Abstract

In 2016 and after retiring from a fulltime career in Herbicide Research and Development, I wrote an article for Outlooks addressing the question ‘Can we expect new herbicides with novel modes of action in the foreseeable future?’ and I would like to use this editorial to investigate if we are any closer to answering this question which is important because of the increasing problems of weeds evolving resistance to existing herbicides. Weed management is still essential to maximise crop yields in agriculture. Yield losses of up to 40% across the major global food crops can occur without effective weed control, due to competition between the weeds and crops for nutrients and light, as well as interfering with crop harvest and quality.
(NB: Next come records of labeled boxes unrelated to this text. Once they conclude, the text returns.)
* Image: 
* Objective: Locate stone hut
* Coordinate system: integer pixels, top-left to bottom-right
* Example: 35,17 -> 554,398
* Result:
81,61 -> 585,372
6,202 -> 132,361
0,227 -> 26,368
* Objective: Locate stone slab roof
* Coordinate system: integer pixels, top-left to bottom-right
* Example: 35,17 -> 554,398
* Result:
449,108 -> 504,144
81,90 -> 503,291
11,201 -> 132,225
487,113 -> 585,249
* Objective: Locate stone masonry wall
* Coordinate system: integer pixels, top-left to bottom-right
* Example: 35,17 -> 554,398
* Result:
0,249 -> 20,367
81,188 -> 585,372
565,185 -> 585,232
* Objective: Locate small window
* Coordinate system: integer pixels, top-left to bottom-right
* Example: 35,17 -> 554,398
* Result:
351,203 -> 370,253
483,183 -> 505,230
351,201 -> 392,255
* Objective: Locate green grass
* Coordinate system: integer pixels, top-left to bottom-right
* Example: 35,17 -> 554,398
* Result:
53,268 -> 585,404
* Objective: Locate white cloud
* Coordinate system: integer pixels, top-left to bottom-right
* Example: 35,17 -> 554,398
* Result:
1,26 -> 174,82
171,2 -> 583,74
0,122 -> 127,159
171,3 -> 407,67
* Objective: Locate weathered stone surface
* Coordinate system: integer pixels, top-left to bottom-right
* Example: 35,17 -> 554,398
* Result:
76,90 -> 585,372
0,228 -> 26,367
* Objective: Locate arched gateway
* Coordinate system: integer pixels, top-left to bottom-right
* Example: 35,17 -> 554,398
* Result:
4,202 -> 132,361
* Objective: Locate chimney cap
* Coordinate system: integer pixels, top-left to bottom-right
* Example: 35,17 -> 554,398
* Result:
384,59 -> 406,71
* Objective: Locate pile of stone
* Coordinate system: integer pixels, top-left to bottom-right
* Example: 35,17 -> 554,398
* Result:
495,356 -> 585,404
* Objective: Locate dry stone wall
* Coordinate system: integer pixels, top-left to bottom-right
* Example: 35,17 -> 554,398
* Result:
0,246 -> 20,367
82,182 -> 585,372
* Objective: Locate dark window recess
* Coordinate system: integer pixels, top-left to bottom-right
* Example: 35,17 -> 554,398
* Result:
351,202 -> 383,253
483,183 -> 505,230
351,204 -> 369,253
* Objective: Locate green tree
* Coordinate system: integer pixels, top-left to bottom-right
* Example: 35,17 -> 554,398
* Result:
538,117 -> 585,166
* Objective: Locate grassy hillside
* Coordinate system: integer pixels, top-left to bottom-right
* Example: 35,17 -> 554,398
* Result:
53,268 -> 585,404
Herbicides are essential tools in integrated weed management (IWM) but their effectiveness is being eroded due to widespread weed resistance, in part due to overuse of the limited number of herbicide products currently available to the grower. Cultural methods for control of weeds such as, changing rotations, use of cover crops; deep ploughing; manual removal of weeds and chemical mulching are clearly part of the IWM toolbox. However, deep ploughing (and any type of physical disturbance of soil) and chemical mulching, whilst potentially effective, are not applicable throughout global crop production and also are not sustainable environmentally friendly options. Similarly, other non-chemical methods, such as electro-physical and heat treatments including high energy light, boiling water, steam, fire, flame weeding and hot foam have been sold as having potential to replace herbicides, but I question their suitability in main stream row-crop agriculture and also the environmental impact of their use, particularly if they would be regulated as herbicides and needed the extensive catalogue of ecotoxicology studies to investigate adverse effects on non-target organisms and environmental fate studies. Biological approaches are receiving increasing interest in pest management for control of diseases and insects, but these appear not to be an option for weed control.